Study area and sampling events

Sampling targeted four key stormwater infrastructure locations, shown in Fig. S1.† The first, a curbside grated stormwater inlet, drained a 4500 m² area of a street. Runoff to the stormwater inlet is conveyed to an underground stormwater pipe network that discharges to a stormwater outfall, the second sampling location. This outfall location collects runoff from a roughly 4.4 km² drainage area and discharges to the Menomonee river.³¹ The third sampling location was in the river, downstream of the point that the water from the outfall reaches the river. The drainage area of the Menomonee Watershed is approximately 352 km² and the land uses include urban (42%), grasslands (22%), and agriculture (17%).³² The final sample was taken downstream of the convergence of the Menomonee, Milwaukee, and Kinnikinic rivers in Lake Michigan. This location drains a basin of approximately 2260 km² that contains about 800 km of perennial stream and over 640 km of intermittent streams.³²

Three sampling events in different seasons were undertaken for this study. During each event, samples were captured under baseflow and stormflow conditions. Streamflow data was gathered from U.S. Geological Survey (USGS) stream gage 04087120 Menomonee River at Wauwatosa, WI (Fig. S4†). The fall baseflow and storm sampling occurred on November 5th, 2020, and November 10th, 2020, respectively. The average discharge in the river on the baseflow sampling day was 29.4 ± 0.47 cfs, while the peak storm discharge was 320 cfs. The winter baseflow and stormflow samples were taken on February 19th, 2021, and March 10th, 2021, respectively. Streamflow was not recorded by the USGS stream gage on the day the winter baseflow was captured due to ice conditions. The peak stream flow of the winter storm event was 504 cfs. The spring baseflow conditions were sampled on May 13th, 2021; the average daily stream discharge on this day was 59.04 ± 0.75 cfs. The spring storm event was sampled on May 23rd, 2021, and the storm's peak discharge was 225 cfs.

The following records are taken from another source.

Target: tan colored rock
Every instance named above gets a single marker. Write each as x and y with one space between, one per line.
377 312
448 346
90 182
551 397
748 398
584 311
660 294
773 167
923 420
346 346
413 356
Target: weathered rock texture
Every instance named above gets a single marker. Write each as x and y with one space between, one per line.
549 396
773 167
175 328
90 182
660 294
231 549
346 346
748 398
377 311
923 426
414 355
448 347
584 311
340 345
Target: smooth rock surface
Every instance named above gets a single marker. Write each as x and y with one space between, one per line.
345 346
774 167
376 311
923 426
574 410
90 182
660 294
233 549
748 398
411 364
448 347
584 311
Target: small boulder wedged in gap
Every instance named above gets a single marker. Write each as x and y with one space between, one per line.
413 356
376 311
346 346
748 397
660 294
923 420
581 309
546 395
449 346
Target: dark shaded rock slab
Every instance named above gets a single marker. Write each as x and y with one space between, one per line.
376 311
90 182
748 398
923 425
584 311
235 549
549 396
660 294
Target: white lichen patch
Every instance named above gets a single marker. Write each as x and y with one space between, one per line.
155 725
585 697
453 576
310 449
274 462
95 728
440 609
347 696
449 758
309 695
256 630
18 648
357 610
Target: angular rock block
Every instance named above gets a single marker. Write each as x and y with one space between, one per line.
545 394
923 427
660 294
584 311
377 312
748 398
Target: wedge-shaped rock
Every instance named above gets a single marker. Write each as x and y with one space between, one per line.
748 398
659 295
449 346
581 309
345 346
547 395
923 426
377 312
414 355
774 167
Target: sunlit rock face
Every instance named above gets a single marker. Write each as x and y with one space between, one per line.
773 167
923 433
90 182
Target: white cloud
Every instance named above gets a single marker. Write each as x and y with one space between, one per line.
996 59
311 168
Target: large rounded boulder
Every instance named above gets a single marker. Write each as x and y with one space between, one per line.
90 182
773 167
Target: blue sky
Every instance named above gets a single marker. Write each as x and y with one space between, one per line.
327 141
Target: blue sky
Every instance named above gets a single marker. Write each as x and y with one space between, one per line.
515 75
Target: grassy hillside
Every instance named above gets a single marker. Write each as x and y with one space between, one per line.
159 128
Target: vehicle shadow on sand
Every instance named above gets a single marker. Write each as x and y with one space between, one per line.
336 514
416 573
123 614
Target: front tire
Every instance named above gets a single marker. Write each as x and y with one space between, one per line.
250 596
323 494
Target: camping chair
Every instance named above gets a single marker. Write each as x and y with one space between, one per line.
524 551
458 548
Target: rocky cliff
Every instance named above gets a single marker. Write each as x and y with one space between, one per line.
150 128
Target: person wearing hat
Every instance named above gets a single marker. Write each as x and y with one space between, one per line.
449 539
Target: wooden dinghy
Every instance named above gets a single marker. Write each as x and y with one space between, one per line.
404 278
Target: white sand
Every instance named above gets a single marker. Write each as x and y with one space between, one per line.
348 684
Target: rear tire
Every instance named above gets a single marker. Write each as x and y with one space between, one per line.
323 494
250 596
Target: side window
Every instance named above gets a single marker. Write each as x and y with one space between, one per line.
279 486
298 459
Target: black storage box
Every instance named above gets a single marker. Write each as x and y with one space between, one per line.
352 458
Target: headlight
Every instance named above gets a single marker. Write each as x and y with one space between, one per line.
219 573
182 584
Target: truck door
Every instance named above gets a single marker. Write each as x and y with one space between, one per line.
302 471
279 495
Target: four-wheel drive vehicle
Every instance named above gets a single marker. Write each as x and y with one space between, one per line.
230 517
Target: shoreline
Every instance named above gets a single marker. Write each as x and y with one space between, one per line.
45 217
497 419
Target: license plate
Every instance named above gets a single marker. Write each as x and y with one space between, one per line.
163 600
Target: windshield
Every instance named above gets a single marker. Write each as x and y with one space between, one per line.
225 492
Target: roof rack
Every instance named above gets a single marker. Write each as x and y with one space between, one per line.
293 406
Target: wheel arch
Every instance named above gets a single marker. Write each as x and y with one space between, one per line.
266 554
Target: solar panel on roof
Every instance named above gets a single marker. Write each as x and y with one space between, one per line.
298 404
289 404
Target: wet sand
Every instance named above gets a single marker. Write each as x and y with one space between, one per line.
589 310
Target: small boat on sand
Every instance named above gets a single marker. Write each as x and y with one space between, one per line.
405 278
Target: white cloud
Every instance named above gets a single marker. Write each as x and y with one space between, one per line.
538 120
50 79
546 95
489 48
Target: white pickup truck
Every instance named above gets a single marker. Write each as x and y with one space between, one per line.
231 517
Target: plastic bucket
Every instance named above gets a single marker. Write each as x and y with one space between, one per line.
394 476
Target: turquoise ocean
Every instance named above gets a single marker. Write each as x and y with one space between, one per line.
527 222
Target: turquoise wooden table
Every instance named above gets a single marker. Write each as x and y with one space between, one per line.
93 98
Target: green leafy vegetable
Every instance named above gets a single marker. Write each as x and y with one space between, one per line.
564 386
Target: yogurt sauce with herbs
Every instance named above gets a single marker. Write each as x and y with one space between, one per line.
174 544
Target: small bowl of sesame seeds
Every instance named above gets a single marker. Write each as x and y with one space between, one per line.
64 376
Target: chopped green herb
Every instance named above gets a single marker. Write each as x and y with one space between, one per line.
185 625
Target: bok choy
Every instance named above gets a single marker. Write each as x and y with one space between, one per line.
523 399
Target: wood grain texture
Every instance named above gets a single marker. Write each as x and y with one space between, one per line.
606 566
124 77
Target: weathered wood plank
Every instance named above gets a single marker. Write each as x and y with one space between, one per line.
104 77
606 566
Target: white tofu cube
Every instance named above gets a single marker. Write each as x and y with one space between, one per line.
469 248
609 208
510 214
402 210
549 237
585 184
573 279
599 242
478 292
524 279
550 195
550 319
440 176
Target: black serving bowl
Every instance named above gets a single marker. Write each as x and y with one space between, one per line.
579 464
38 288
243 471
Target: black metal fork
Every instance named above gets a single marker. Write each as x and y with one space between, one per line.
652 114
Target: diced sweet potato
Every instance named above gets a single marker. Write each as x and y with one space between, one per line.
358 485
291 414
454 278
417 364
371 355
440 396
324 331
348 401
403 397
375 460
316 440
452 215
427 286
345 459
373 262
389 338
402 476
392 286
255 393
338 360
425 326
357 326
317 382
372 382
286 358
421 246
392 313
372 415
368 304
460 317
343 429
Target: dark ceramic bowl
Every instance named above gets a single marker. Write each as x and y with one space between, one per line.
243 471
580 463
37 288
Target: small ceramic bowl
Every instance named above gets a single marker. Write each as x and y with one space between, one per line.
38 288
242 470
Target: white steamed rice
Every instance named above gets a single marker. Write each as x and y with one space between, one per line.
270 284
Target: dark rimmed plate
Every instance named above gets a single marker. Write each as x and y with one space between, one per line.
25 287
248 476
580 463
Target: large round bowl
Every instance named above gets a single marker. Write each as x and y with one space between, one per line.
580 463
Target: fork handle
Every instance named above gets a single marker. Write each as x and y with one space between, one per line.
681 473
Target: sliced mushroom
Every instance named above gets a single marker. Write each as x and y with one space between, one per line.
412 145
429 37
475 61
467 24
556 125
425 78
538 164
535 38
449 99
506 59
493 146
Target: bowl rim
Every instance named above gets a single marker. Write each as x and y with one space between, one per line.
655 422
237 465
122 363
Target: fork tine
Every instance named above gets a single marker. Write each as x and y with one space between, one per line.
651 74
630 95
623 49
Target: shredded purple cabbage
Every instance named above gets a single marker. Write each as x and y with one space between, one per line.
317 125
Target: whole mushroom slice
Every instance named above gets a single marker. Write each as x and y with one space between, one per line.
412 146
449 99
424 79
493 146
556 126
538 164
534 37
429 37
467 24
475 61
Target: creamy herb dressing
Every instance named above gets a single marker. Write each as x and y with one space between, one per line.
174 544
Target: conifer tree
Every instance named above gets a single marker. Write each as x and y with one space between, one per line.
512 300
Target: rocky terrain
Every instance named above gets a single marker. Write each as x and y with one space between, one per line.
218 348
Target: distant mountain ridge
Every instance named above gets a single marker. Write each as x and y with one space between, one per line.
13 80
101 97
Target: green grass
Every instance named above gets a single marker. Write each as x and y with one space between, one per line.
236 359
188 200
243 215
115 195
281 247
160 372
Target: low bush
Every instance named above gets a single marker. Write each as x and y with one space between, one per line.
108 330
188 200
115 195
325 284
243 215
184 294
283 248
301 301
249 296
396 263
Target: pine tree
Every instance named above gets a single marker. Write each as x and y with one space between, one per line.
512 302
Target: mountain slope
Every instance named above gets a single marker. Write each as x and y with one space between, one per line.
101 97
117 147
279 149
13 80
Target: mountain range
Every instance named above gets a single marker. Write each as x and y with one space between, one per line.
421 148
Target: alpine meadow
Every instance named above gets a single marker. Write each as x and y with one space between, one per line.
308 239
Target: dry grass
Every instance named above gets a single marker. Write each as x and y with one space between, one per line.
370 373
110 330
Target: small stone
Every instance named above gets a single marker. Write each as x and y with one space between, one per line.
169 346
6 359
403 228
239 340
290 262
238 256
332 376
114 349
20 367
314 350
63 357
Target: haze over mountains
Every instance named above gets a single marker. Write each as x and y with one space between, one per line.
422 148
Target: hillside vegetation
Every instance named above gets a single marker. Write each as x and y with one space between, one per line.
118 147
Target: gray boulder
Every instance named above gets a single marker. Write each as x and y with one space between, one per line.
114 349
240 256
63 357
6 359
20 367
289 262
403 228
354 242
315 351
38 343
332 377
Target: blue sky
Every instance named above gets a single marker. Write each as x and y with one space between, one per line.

Sample collection and DNA extraction

Grab samples were collected at the stormwater inlet (only during stormflow sampling), the stormwater outfall, in the Menomonee River, and in Lake Michigan at a surface water depth of 0–2 feet. Six one-liter samples were taken at each location for molecular (n = 3) and water quality analysis (n = 3). All samples were transported back to the lab and stored at 4 °C until processing. Intracellular DNA (iDNA) and extracellular DNA (eDNA) were extracted according to a previously published method, and the details can be found in the ESI.†⁵ Following. iDNA and eDNA extracts were stored at −20 °C until further analysis.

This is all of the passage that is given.